Overview of the Art Fair |
Screen Space
After that I went to Screen Space in Guildford Lane
in the city. They have a “small screen”
( a flat-panel monitor in the foyer area), a downstairs gallery, which is a
dark room with projectors, and have just recently expanded into an upstairs
gallery. I went partly because Magda
Cebokli, whom I know, currently has some of her geometric paintings in the
upstairs gallery, in company with some largely geometric works by Peter
Daverington and others.
In the gallery downstairs was a three-channel video work (three
simultaneous projections) by Patricia Piccinini. It showed views of rolling ocean waves, which
on inspection were clearly synthetic, as the general shape and distribution of
the waves wasn’t convincing. The piece
was made in 2000 and is perhaps showing its age, as such near-photo-realistic
synthetic scenery is no longer a novelty.
The piece on the small screen, by Leela Schauble,
was more interesting to me.
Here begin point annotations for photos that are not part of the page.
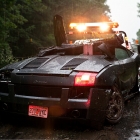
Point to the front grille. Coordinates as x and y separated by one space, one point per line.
38 91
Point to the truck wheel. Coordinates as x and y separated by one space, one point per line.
115 107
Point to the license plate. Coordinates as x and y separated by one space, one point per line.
38 111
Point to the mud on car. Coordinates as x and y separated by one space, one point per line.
87 75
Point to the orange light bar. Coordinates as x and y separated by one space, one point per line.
96 24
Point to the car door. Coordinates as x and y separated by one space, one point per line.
125 58
59 30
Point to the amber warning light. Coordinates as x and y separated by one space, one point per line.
104 26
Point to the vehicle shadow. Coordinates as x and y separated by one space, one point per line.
23 127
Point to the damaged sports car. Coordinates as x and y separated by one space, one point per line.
88 75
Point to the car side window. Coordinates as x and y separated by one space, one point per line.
121 54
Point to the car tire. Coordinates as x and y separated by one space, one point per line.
115 107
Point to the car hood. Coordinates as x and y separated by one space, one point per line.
56 64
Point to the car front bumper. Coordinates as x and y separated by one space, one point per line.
97 100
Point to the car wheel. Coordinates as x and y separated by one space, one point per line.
115 107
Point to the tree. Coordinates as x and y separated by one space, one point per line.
26 25
138 33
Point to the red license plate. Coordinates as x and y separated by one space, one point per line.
38 111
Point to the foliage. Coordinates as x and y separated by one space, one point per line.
26 25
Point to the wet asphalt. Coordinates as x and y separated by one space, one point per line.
24 127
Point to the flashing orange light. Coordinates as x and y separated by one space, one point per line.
104 26
81 27
136 41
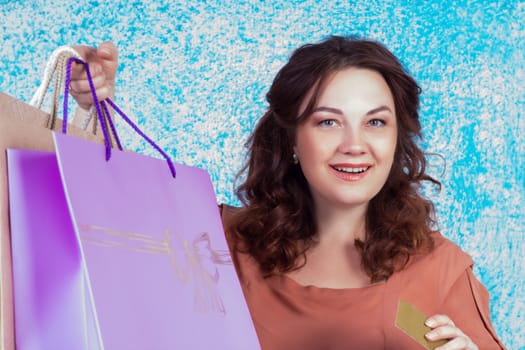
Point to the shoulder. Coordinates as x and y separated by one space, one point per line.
434 273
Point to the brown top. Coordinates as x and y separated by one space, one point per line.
288 315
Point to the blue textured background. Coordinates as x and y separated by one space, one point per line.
193 74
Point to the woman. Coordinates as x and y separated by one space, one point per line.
334 245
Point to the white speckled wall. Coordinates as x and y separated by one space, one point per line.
194 75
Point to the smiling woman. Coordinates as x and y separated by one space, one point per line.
335 246
346 146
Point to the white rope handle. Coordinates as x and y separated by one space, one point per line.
58 58
56 67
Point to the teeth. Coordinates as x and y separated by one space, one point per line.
351 170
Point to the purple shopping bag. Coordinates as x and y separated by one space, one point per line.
140 260
52 308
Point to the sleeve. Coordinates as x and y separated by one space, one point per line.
467 304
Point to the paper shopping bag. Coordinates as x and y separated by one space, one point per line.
151 268
51 298
21 126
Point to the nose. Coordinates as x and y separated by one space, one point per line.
352 141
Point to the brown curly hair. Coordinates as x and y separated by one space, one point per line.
276 225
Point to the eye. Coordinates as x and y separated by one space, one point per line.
377 123
327 123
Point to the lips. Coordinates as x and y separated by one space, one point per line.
350 172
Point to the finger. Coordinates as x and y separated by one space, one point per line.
82 85
438 320
459 343
85 100
108 58
107 51
444 332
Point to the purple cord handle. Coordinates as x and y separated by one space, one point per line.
98 105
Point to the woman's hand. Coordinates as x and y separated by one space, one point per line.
103 63
443 328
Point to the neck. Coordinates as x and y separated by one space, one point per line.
341 225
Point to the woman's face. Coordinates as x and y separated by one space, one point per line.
346 146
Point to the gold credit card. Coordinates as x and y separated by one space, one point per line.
412 321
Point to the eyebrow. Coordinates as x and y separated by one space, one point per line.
338 111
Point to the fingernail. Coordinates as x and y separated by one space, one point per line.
430 335
430 322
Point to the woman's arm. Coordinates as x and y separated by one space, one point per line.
468 326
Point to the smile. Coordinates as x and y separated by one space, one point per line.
352 170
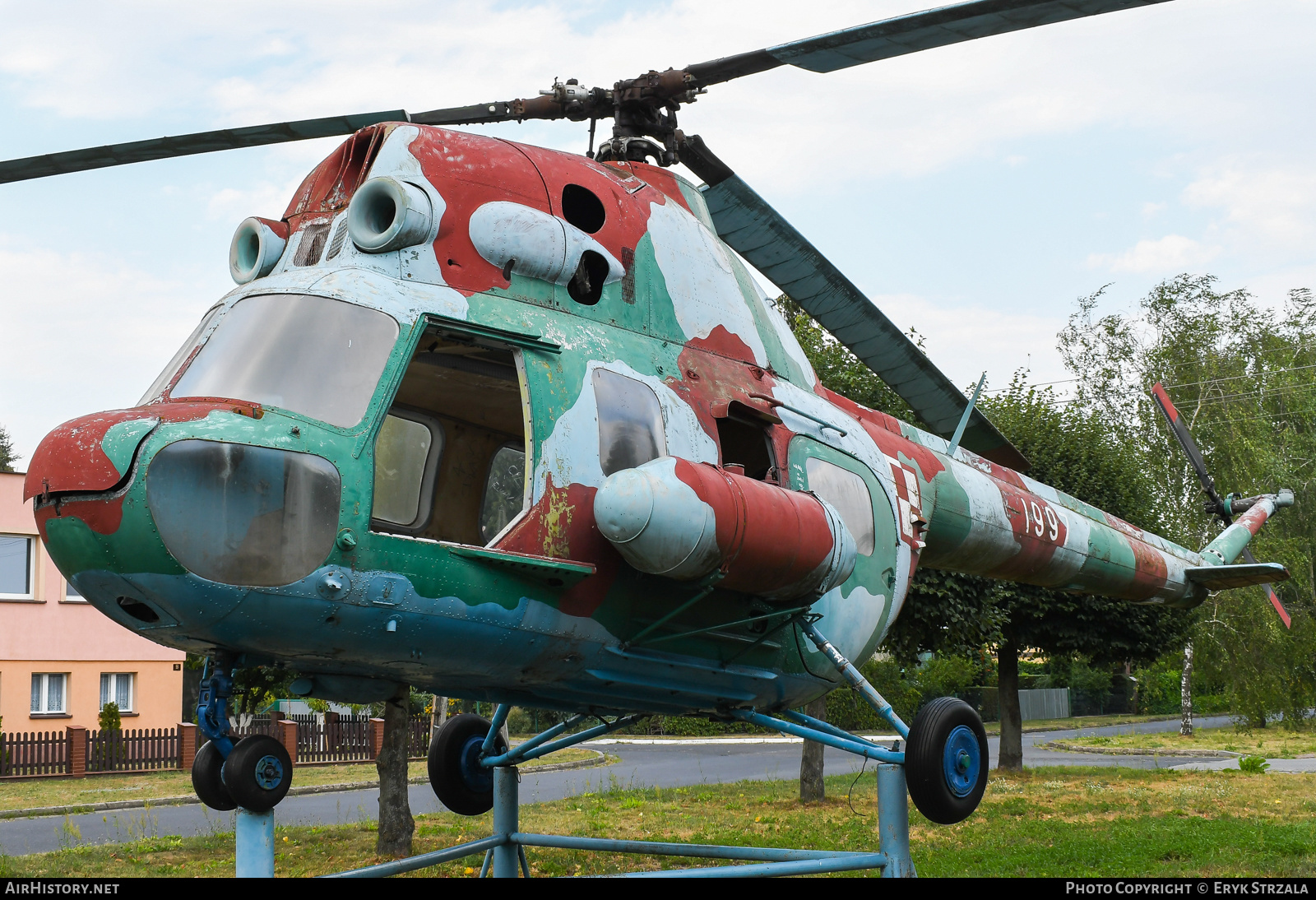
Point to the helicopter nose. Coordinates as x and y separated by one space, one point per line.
89 454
It showed an
imaginary marine creature, translucent and pulsating, supposed to have evolved
from the plastic bags that now litter the world’s oceans.
The Incinerator Gallery at Moonee Ponds
After Screen Space I went to a place I had not previously
visited, the Incinerator Gallery at Moonee Ponds (a moderate hike from
Moonee Ponds station). The building was
designed by Burley Griffin as a municipal incinerator; it is now an art space
of the City of Moonee Valley. There was
a component of Globelight here, the installation The nature of things, is that even the strong will want to fall by Sam Mitchell-Fin.
This consisted of a number of coloured fluorescent tubes (much thinner
than Dan Flavin’s) arranged at various angles.
I suspect this piece is better seen at night.
There was an unexpected bonus here in terms of presentation,
in the form of the Perpetual
Light Machine by Autonomous Black
(Paul Irving and Chip Wardale). Inside were six enclosures, each of which had
portholes that revealed a screen and mirrors arranged to give a kaleidoscope
effect; very well done. I am less
certain about the aesthetic content, but that’s another story. The whole structure also functions as a stage
for musical performances by Autonomous Black.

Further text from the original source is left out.